The worrisome situation was discussed Monday in the Knesset Health Committee, where an urgent proposal for the agenda regarding the increase in the percentages of obesity and smoking and the widening gaps in health between Israelis of low- and high- -socioeconomic status.
According to committee chairman and Shas MK Yoni Mashriki, it is of utmost importance to reduce the gaps in health. The committee will soon hold a roundtable discussion of the issue with experts from the Ministries of Health, Labor and Social Welfare, and Education; the health funds, local government, MKs, and public-opinion leaders.
The aim is to promote specific programs to prevent obesity and smoking among children and teenagers. Mashriki called for emphasizing prevention through health education, training pediatricians and family physicians for treatment in the field, and the establishment of multidisciplinary clinics for permanent treatment of obesity, mainly in the periphery and among specific populations who need help.
As a first step, he called on the Health Ministry to recognize the phenomenon of obesity as a disease. That ministry and the Education Ministry were asked to submit to the committee the plans for reducing smoking and obesity in the Arab and ultra-Orthodox sectors; the health funds were asked to submit to the committee the programs for preventing smoking and the data they have regarding how effective they have been.
The National Program for the Quality Indicators of Community Medicine in Israel for 2022 that was led by the National Institute for Health Policy Research (NIHP) included alarming figures that about 60% of the adult population (aged 20 to 64) being obese.
Increase of smokers
The increase in the proportion of smokers in the last year to 21% of the population aged 16 to 74 (29.1% of Israeli men) is worrisome. There is a close relationship between diseases and socioeconomic status. Men from a low socioeconomic status smoke almost twice as much – compared to men from a high socioeconomic status, 35.4% versus 18.3%. These diseases will continue to deepen the gap, and the consequences of obesity are damage to the quality of life and social mobility, damage to the earning capacity as well as failure to enlist in the Israel Defense Forces.
MK Yasser Hujirat (Ra’am) added that in the Arab and Bedouin communities, no positive results have been seen despite a national plan to fight obesity. Fellow party member MK Iman Khatib Yasin stressed that poverty leads to the consumption of food that is unhealthful and not nutritious. This consumption leads to diabetes and heart disease.
Prof. Nachman Ash, chairman of the NIHP emphasized the urgency required in treating obesity and excessive smoking because of the large proportion of the population affected by these phenomena, and the expansion of the data every year.
Dr.
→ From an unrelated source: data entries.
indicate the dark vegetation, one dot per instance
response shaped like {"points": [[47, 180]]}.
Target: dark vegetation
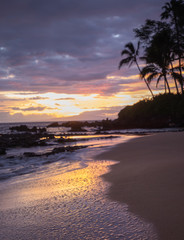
{"points": [[161, 44], [165, 110]]}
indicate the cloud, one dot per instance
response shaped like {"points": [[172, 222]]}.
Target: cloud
{"points": [[39, 109], [63, 99]]}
Ella Ein Mor, who edited a study on the subject, warned that compared to the 8.5% of seven-year-olds in a low socioeconomic status who suffer from obesity, the figure is six percent of children of this age in well-off families. She also compared the low rates of childhood obesity in the Gush Dan region to that in the periphery and how the phenomenon gets worse every year. In addition, she noted that the rate of smoking in women increases with age.
Sima Wetzler, coordinator of the Healthy Cities Network, emphasized that although the ultra-Orthodox sector is considered to be in a low socio-economic situation, the figures for childhood obesity are also low there due to the lack of use of smartphones and computers.
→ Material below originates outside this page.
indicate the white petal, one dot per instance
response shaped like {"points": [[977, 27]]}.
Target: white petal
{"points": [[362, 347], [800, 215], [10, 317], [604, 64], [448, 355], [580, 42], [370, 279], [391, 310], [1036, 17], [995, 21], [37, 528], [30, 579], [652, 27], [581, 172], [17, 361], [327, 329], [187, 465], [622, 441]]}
Prof. Ronit Endevelt, director of the Health Ministry’s nutrition department at the Ministry of Health, spoke about existing courses to train mothers on proper and healthy nutrition. Obese people have a 7-fold risk of developing diabetes, a three-fold risk of developing diabetes, and a three-fold decrease in fertility among both men and women. In addition, about 55% of cancer diagnoses in men and 24% of cancer diagnoses in women are related to overweight and obesity, she said.
Endevelt concluded that direct and indirect expenses of the phenomenon cost Israel NIS 20 billion per year, which is about 1.4% of the gross national product. Her ministry allocates NIS 20 million a year for the health funds to establish clinics to treat obesity, she added.